Tuesday, October 02, 2007

Headline of the NY Post story about the Federline boys having to go live with their dad: Un-Fitney. Awesome!

Some observations from my travels yesterday:

Check out the new Brawny paper towel man. His teeth are whitened and he's got product in his hair. What kind of metrosexual lumberjack camp is he in?

And I was accidentally exposed to the show I thoroughly hate, "The View" (versus shows I love to hate, like "Seventh Heaven" and "Sex and the City"). Whoopi "Girl, Please" Goldberg was arguing with Elisabeth "Republican Whipping Girl" Hasselbeck about, well, who knows, but here's Whoopi: "I don't like your war, but I am forced to pay for it. So fine, I'll pay for your war that I don't like, but you have to pay for abortions that you don't like, and we can all get along." It was like they were reading the constitution aloud. And then, a chat with America Ferrera!
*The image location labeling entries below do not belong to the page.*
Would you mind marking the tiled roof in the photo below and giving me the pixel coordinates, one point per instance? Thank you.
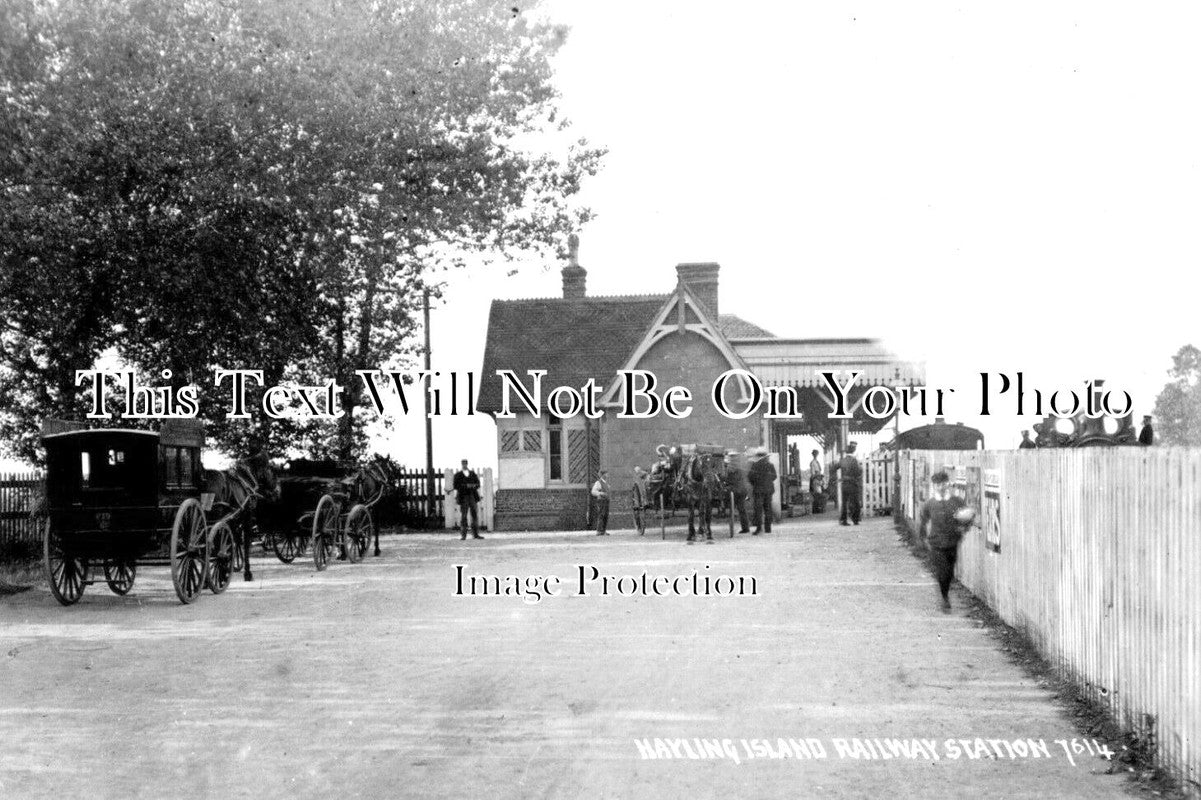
(734, 327)
(573, 340)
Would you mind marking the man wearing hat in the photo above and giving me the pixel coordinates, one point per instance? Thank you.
(850, 473)
(736, 477)
(762, 476)
(1146, 436)
(466, 489)
(601, 493)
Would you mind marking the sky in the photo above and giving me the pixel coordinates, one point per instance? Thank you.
(991, 187)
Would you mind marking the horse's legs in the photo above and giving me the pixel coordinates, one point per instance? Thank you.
(245, 529)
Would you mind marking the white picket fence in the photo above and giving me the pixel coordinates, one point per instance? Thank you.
(1095, 554)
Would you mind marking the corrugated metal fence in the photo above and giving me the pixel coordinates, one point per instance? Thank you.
(17, 496)
(1095, 554)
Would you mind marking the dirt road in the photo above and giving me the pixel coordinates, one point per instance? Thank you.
(376, 681)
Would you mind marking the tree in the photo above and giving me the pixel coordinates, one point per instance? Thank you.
(1178, 406)
(266, 184)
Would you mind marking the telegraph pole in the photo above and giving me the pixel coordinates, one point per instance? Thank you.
(430, 502)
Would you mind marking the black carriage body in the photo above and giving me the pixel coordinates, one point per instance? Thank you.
(113, 493)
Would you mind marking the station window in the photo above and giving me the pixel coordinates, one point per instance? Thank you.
(555, 436)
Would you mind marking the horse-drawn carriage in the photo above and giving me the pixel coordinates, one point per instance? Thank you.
(693, 477)
(121, 499)
(311, 515)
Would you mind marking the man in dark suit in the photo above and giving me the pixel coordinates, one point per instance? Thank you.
(466, 489)
(850, 473)
(762, 476)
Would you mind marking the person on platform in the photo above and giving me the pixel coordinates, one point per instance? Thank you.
(948, 518)
(762, 476)
(850, 475)
(601, 494)
(740, 488)
(466, 489)
(1147, 435)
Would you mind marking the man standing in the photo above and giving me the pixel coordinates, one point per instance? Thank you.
(466, 489)
(762, 476)
(948, 518)
(817, 483)
(739, 487)
(850, 473)
(601, 491)
(1146, 436)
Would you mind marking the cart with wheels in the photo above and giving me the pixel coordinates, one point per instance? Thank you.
(124, 499)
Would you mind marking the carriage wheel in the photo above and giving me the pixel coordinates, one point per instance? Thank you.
(225, 557)
(324, 531)
(119, 575)
(358, 533)
(66, 574)
(189, 551)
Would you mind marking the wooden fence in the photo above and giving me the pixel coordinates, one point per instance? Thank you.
(17, 493)
(878, 479)
(1095, 554)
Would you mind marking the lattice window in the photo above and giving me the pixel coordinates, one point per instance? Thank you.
(578, 457)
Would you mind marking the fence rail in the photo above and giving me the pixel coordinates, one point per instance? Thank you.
(17, 496)
(1095, 554)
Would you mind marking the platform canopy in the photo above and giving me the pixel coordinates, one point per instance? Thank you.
(799, 363)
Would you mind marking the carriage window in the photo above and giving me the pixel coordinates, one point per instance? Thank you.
(556, 448)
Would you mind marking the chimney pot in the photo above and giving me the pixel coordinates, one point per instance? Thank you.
(701, 281)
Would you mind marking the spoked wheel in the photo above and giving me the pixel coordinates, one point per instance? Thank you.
(189, 551)
(67, 574)
(225, 557)
(119, 575)
(324, 532)
(358, 533)
(287, 545)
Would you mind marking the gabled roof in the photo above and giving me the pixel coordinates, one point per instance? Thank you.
(573, 340)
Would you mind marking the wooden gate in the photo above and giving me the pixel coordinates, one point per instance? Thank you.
(879, 469)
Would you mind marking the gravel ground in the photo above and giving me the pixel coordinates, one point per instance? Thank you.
(375, 680)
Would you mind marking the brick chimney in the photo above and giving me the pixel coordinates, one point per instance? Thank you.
(574, 276)
(701, 281)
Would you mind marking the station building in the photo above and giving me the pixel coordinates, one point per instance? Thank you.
(548, 465)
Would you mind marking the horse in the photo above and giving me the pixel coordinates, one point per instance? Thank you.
(697, 484)
(372, 483)
(238, 490)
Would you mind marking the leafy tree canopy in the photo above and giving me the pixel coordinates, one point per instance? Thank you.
(1178, 406)
(266, 184)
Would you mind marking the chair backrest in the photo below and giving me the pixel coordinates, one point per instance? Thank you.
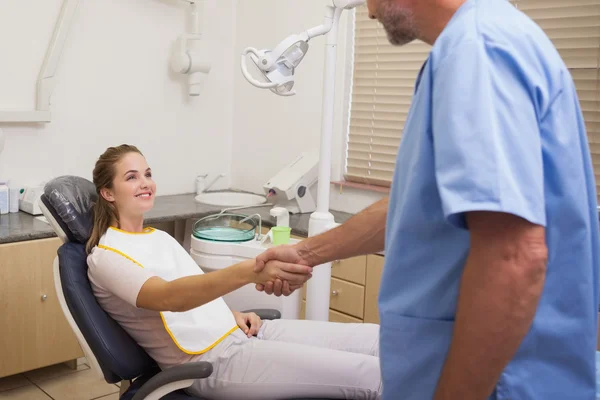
(67, 203)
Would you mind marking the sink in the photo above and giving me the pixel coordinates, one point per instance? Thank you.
(230, 199)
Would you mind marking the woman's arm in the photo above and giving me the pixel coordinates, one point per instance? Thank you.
(187, 293)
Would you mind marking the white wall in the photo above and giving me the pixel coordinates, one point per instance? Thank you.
(269, 130)
(114, 86)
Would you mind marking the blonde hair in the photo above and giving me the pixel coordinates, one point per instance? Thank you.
(104, 212)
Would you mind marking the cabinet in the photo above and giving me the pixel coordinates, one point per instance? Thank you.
(354, 290)
(35, 332)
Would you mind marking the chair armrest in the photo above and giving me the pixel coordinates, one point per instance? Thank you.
(175, 378)
(266, 313)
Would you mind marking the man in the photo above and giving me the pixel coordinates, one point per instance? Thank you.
(490, 286)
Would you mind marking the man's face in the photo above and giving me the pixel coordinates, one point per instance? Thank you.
(397, 19)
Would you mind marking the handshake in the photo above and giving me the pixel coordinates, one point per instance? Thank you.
(282, 270)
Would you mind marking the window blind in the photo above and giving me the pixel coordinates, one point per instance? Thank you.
(384, 77)
(382, 90)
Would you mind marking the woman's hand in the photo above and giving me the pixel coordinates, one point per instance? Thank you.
(250, 323)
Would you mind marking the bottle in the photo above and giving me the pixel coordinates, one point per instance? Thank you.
(3, 198)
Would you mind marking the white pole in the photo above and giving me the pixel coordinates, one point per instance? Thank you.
(318, 289)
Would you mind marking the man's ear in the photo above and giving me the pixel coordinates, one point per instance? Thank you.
(107, 195)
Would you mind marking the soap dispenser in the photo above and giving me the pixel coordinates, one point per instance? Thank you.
(282, 215)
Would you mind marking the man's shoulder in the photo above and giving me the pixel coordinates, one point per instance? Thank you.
(496, 25)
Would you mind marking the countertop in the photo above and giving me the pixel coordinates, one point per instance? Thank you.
(20, 226)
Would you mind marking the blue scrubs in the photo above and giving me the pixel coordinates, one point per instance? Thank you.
(495, 125)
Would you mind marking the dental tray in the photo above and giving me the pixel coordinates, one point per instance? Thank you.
(225, 228)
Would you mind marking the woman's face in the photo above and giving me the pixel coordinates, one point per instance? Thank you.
(133, 187)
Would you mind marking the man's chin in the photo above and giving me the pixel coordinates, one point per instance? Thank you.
(400, 39)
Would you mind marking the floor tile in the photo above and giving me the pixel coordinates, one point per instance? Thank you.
(24, 393)
(13, 382)
(52, 371)
(82, 385)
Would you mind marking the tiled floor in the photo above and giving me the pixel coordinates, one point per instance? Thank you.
(58, 382)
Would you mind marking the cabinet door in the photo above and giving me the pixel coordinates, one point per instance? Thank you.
(374, 271)
(35, 331)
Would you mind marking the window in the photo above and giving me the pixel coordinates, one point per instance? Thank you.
(384, 77)
(383, 85)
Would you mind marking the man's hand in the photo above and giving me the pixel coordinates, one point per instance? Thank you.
(286, 258)
(250, 323)
(294, 274)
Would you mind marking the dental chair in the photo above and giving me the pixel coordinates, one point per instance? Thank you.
(67, 204)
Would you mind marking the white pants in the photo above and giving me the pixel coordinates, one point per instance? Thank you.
(295, 358)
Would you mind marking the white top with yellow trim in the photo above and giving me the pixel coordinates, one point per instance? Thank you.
(195, 331)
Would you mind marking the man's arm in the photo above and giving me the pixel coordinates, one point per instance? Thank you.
(189, 292)
(500, 288)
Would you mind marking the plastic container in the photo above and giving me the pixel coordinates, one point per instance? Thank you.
(281, 235)
(225, 228)
(14, 194)
(3, 198)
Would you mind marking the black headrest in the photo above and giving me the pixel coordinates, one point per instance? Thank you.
(119, 356)
(70, 200)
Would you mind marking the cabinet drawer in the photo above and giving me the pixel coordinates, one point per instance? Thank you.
(347, 297)
(374, 271)
(334, 316)
(352, 269)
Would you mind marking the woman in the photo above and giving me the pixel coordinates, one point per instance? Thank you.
(149, 284)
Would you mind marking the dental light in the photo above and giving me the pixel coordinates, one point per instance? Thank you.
(278, 67)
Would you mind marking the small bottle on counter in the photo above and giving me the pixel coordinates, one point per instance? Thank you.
(14, 194)
(3, 198)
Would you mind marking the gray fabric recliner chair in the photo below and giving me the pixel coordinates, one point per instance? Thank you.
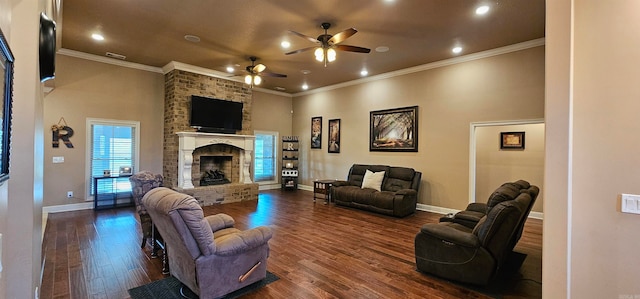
(454, 251)
(207, 254)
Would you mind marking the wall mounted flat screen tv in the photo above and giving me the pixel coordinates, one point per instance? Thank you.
(215, 116)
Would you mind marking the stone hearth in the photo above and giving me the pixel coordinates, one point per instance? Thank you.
(181, 82)
(242, 189)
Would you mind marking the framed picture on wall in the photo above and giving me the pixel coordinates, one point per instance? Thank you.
(512, 140)
(394, 130)
(316, 132)
(334, 136)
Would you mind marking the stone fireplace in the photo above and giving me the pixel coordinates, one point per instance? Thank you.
(213, 170)
(184, 148)
(228, 153)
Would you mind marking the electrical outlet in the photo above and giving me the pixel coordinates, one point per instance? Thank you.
(630, 203)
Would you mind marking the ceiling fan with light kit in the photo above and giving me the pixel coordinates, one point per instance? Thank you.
(327, 44)
(256, 71)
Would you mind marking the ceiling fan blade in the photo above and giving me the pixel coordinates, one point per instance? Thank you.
(311, 39)
(300, 50)
(339, 37)
(352, 49)
(267, 74)
(259, 68)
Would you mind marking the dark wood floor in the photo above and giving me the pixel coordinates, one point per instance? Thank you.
(317, 250)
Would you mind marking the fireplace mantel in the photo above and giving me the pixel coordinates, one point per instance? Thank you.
(189, 141)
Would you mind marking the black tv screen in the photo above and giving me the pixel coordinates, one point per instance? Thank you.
(215, 116)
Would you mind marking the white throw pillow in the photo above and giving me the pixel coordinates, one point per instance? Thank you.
(373, 180)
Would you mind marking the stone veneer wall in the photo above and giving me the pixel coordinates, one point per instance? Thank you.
(179, 86)
(232, 172)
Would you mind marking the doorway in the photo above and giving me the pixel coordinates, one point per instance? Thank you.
(490, 165)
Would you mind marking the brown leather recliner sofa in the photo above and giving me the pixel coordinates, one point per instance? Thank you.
(398, 195)
(454, 250)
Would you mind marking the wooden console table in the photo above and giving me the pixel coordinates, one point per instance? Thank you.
(322, 188)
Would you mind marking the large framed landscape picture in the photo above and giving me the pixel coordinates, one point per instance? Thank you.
(394, 130)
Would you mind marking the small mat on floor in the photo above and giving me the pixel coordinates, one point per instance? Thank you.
(169, 288)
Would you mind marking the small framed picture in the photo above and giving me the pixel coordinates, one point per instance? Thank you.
(334, 136)
(316, 132)
(512, 140)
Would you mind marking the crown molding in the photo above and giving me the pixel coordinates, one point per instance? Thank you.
(442, 63)
(222, 75)
(108, 60)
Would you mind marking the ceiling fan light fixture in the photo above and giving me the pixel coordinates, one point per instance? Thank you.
(331, 54)
(319, 53)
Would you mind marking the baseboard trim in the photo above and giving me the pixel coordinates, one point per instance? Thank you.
(536, 215)
(269, 186)
(68, 207)
(305, 187)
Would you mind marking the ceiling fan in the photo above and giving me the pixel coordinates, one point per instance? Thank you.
(255, 71)
(327, 44)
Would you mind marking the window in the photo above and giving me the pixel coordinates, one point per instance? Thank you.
(110, 145)
(265, 157)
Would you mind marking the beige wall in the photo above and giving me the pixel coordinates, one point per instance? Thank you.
(495, 166)
(271, 112)
(592, 96)
(87, 89)
(504, 87)
(21, 195)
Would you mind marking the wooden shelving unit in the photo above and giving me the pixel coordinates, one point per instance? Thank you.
(290, 154)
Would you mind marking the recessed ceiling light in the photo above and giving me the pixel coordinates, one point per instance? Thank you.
(192, 38)
(97, 37)
(116, 56)
(483, 9)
This show is like if you were at a new job and the whole department was going out to lunch so you had to go because you're new, and you got stuck at the end of a table with the dumbest bunch of women who think they're hilarious and sophisticated, but they're really just the gals who do payroll that they can't figure out how to fire.

I've just written a fan letter to Kate Fodor, who wrote the play I almost died trying to see.

Monday, October 01, 2007

It was a year ago today that I loaded up the mini-van and drove up here from Virginia. Man, I was a mess, after the trauma of leaving the City Paper, but I'm sure glad I came.

Here's a thoughtful critique of Reba McIntyre's new "Duets" album from an amazon reader:

It's lame brained hillbillies like Reba that supported Bush and subsequently created the mess we are in. Let them know there are consequences and DO NOT BUY THIS CD.

But does it have a good beat? Is it easy to dance to? What? No one alive today remembers "American Bandstand"? I don't believe it.